Start by doing that, and see what happens.

I have disabled "generic-receive-offload" for NIC's the as RedHat suggested. But error still appearing.

[root@nocidsdb01 ~]# ethtool -k eth2
Offload parameters for eth2:
Cannot get device udp large send offload settings: Operation not supported
rx-checksumming: on
tx-checksumming: on
scatter-gather: on
tcp segmentation offload: on
udp fragmentation offload: off
generic segmentation offload: off
generic-receive-offload: off

Feb 14 17:42:15 nocidsdb01 kernel: RPC: bad TCP reclen 0x47455420 (non-terminal)
Feb 14 17:42:15 nocidsdb01 kernel: RPC: bad TCP reclen 0x00620103 (large)
Feb 14 17:42:15 nocidsdb01 kernel: RPC: bad TCP reclen 0x4a524d49 (non-terminal)
Feb 14 17:42:24 nocidsdb01 kernel: RPC: bad TCP reclen 0x47455420 (non-terminal)
Feb 14 17:42:24 nocidsdb01 kernel: RPC: bad TCP reclen 0x00620103 (large)
Feb 14 17:42:24 nocidsdb01 kernel: RPC: bad TCP reclen 0x4a524d49 (non-terminal)

Quote:

Originally Posted by thirupathi (Post 5117496)

Ok...so what did Red Hat say after you told them this? If you're paying for support from them, then you should be using it. I'm surprised they haven't had you run some more diagnostics...or have they? Did you call them back and tell them their suggested solution didn't work, and ask for someone who supports clustering specifically?

Hi,

I have given sosreports to Redhat and they are still checking with experts. My case is open with redhat since 50days they can not find the cause.
I have changed the some settings as they suggested but still getting the error.

thks..

Quote:

Originally Posted by thirupathi (Post 5119071)

Hi,
I have given sosreports to Redhat and they are still checking with experts. My case is open with redhat since 50days they can not find the cause.
I have changed the some settings as they suggested but still getting the error.

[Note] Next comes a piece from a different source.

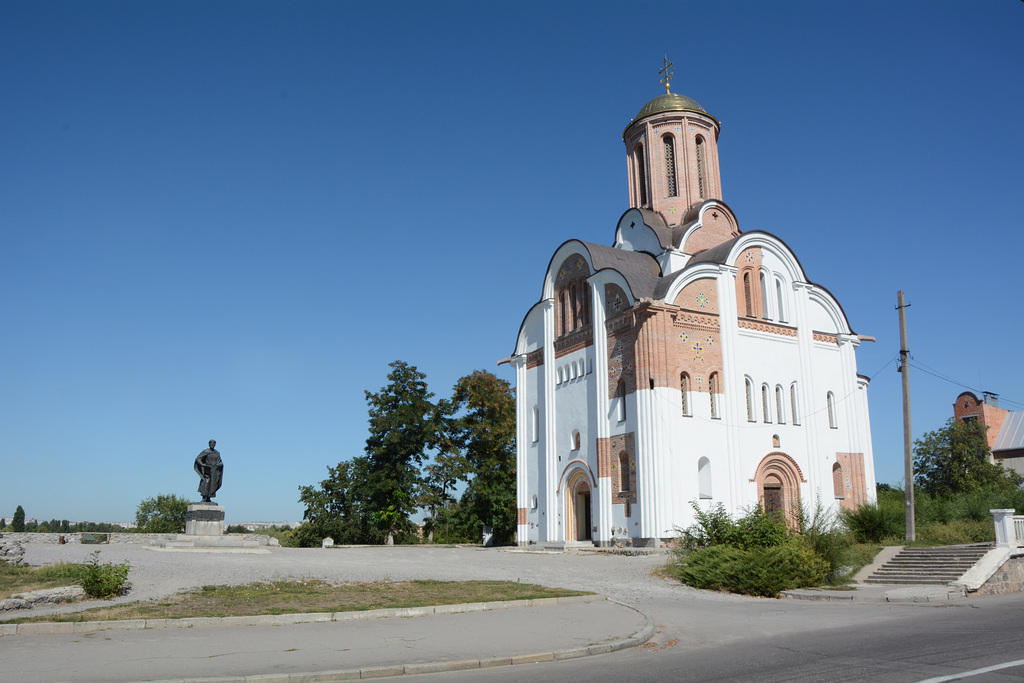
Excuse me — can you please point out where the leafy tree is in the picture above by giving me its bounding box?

Sorry, but I have to doubt this. You are PAYING FOR support, and for Red Hat not to escalate the issue seems very odd. And if this is a production system, how has your employer not escalated this issue further, since leaving a production system having problems for almost two months would be a bad thing.

Also, there are some mentions of bugfixes in the RHEL customer portal (which you can access with your RHEL subscription; ask RHEL support for help) which address things that sound similar. You STILL don't say what version of RHEL5, but again we will tell you that only 5.9 is currently supported under extended support.